Human pharmacokinetics: a single clean pulse, ~2-hour half-life
One of the only human ipamorelin datasets comes from a population PK/PD study in healthy male volunteers (n=8 per dose level; five 15-minute IV infusions of 4.21-140.45 nmol/kg) [2]. The kinetics were dose-proportional: terminal half-life approximately 2 hours, clearance 0.078 L/h/kg, steady-state volume of distribution 0.22 L/kg. The GH response was a single discrete pulse peaking at about 0.67 h (40 minutes) after dosing [2]. In rats, plasma clearance is roughly 5-fold lower than GHRP-6. These numbers are the backbone of any honest discussion of timing — and they are human, which most ipamorelin data is not.

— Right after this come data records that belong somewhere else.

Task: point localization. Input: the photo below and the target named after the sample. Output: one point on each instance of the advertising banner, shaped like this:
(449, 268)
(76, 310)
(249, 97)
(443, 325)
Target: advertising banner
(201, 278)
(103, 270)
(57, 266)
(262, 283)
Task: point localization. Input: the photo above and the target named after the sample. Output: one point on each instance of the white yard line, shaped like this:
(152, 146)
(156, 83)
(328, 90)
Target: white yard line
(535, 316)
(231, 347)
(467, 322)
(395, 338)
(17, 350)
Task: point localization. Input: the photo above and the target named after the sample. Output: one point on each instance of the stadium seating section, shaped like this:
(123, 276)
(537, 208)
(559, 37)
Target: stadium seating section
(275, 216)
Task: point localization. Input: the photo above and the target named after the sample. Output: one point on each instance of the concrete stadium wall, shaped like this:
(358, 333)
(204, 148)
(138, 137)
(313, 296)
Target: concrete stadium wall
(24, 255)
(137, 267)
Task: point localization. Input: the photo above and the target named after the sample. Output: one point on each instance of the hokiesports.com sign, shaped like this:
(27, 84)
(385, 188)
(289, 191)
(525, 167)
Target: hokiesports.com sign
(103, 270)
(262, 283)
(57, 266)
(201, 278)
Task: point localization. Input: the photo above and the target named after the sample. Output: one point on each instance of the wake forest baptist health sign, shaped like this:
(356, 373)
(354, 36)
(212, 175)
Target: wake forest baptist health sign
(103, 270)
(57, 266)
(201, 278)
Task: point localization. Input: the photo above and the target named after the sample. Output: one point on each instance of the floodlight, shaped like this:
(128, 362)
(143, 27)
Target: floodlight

Is ipamorelin fda approved
No. Ipamorelin is not FDA-approved for any indication and has never been approved as a drug by any regulatory authority. It was investigated for postoperative ileus (NCT00672074) but never approved [3]. In 2024 the FDA removed ipamorelin acetate from Category 2 of the interim Section 503A bulk-substances list following nominator withdrawal, and reviewed both the acetate and free base at the October 29, 2024 Pharmacy Compounding Advisory Committee meeting — it is not an approved bulk substance for compounding. It is marketed only as a research chemical, and it is prohibited in sport at all times under WADA category S2.
The human efficacy anchor: the Phase 2 trial that missed
The defining human result is a negative one. The only published Phase 2 RCT (NCT00672074) enrolled 114 adults undergoing bowel resection, given 0.03 mg/kg IV twice daily for up to 7 days [3]. It missed its primary endpoint: median time to first tolerated meal was 25.3 h with ipamorelin versus 32.6 h with placebo (p=0.15). Treatment-emergent adverse events occurred in 87.5% of the ipamorelin arm versus 94.8% of placebo — no ipamorelin-specific safety signal in that short perioperative window, but no demonstrated efficacy either [3]. A 2026 structured narrative review of injectable peptides in sports medicine reached a consistent conclusion: ipamorelin remains an investigational GH-axis secretagogue with no reproducible human evidence for musculoskeletal outcomes, and use should be confined to rigorous research protocols [18]. The honest read of the human record is that efficacy has not been shown for any tested indication.
The freshest finding: a 2024 cachexia model
The most recent published in-vivo ipamorelin study is a 2024 ferret experiment. Intraperitoneal ipamorelin (1-3 mg/kg) inhibited cisplatin-induced body-weight loss by approximately 24% on the last day of the delayed phase (48-72 h) — but had no anti-emetic effect on either acute or delayed emesis, in contrast to central anamorelin, which cut acute emesis by 60% [5]. The takeaway is specific: ipamorelin defended weight through a peripheral mechanism without touching nausea. It is the freshest and most defensible recent data point, and it keeps the appetite/weight story anchored to a real model rather than marketing.